Algo se manifestou dentro de sua cabeça, embora ele ainda não conseguisse ligar os pontos. Entrou na quinta casa de cabeça baixa após passar pelas casas vazias de Gêmeos e Câncer, ouvindo a voz de Hess e Helena na cozinha. Falavam sobre o canceriano estar fedendo e precisar de um banho, nada de muito relevante. A conversa silenciou assim que ele entrou no cômodo, embora tenha recomeçado logo em seguida. Euthalia estava escutando tudo em silêncio, mastigando um pequeno pão de batata ainda morno, atenta à conversa dos adultos.
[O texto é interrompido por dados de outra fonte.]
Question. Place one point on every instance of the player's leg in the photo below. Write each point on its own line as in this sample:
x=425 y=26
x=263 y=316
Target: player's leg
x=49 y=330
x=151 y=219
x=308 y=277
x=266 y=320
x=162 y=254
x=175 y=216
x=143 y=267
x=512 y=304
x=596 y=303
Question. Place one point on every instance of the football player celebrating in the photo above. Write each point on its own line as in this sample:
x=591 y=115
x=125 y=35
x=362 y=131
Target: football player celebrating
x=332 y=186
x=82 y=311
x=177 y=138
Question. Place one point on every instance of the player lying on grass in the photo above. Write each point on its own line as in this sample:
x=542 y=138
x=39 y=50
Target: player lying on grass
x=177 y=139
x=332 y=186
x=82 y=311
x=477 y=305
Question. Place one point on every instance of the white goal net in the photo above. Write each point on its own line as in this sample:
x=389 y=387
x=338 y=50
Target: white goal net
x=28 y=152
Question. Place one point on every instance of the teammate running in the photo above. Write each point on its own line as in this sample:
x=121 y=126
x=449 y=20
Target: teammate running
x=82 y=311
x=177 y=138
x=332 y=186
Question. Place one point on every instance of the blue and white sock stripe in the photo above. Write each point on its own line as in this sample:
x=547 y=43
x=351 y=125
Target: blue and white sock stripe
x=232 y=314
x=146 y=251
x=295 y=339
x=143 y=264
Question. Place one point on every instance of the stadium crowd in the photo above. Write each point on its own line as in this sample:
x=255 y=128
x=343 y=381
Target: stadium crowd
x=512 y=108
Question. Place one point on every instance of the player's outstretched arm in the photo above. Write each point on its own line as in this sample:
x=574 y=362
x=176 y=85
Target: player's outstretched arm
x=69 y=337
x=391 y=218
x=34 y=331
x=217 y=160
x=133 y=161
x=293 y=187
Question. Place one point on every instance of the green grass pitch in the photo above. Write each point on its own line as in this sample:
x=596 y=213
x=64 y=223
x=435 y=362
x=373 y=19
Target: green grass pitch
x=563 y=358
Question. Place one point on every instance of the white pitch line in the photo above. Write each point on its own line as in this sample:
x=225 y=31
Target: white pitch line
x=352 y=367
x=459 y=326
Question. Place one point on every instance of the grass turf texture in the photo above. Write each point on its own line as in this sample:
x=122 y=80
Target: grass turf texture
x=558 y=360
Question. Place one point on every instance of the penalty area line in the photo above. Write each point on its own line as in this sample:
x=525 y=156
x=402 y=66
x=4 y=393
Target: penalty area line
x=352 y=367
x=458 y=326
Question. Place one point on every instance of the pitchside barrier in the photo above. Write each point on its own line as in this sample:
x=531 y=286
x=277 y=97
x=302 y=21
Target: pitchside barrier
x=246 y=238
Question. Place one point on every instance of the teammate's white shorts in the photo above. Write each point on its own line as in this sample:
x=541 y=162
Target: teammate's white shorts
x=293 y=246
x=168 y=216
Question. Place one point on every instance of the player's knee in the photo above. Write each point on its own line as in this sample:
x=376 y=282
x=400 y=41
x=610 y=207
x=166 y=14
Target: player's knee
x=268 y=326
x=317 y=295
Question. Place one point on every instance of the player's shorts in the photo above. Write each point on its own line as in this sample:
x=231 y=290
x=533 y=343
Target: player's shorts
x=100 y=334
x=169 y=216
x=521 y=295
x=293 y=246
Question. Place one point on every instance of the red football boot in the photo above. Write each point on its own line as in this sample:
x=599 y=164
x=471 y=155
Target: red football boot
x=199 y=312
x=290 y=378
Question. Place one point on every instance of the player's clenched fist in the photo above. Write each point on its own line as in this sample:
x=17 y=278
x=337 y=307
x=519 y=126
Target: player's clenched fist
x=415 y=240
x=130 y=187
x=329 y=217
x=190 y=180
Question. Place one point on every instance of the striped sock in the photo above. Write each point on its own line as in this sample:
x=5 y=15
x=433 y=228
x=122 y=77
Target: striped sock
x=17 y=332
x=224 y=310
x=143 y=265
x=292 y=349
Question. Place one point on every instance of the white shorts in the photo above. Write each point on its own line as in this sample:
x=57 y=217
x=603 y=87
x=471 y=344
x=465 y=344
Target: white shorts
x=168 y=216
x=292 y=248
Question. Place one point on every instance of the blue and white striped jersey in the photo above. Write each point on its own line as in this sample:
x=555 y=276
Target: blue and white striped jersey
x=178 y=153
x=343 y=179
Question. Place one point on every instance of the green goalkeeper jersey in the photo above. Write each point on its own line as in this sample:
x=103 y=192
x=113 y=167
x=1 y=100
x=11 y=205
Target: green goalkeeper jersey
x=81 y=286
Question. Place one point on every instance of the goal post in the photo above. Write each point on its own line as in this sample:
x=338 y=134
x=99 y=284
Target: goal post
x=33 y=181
— Hess, você não está num barco, pode tomar um banho de vez em quando, sabia? – Ironizou Helena.

— Nah, eu preciso estar acostumado para quando tiver que passar uma temporada navegando. – Devolveu o fedorento.

— Nós é que nunca vamos nos acostumar com esse cheiro de carne podre. Eu tomo banho todos os dias, me faz sentir melhor, ainda mais nesse calor.

— Mestre... – Chamou Euthalia com a voz encabulada.

— Lá vem... – Suspirou o cavaleiro de Leão enquanto os demais silenciavam-se ao notar sua presença na porta - O que foi, criança?

— Porque o senhor não dá banho na Helena?

A ideia foi tão absurda que ele esboçou um sorriso ameno, rindo pelas narinas. Mas havia sido uma pergunta muito estranha, de fato. O som de um copo metálico indo ao chão cruzou o silêncio mórbido de Hess e Helena quando a amazona deixou o utensílio ir ao chão.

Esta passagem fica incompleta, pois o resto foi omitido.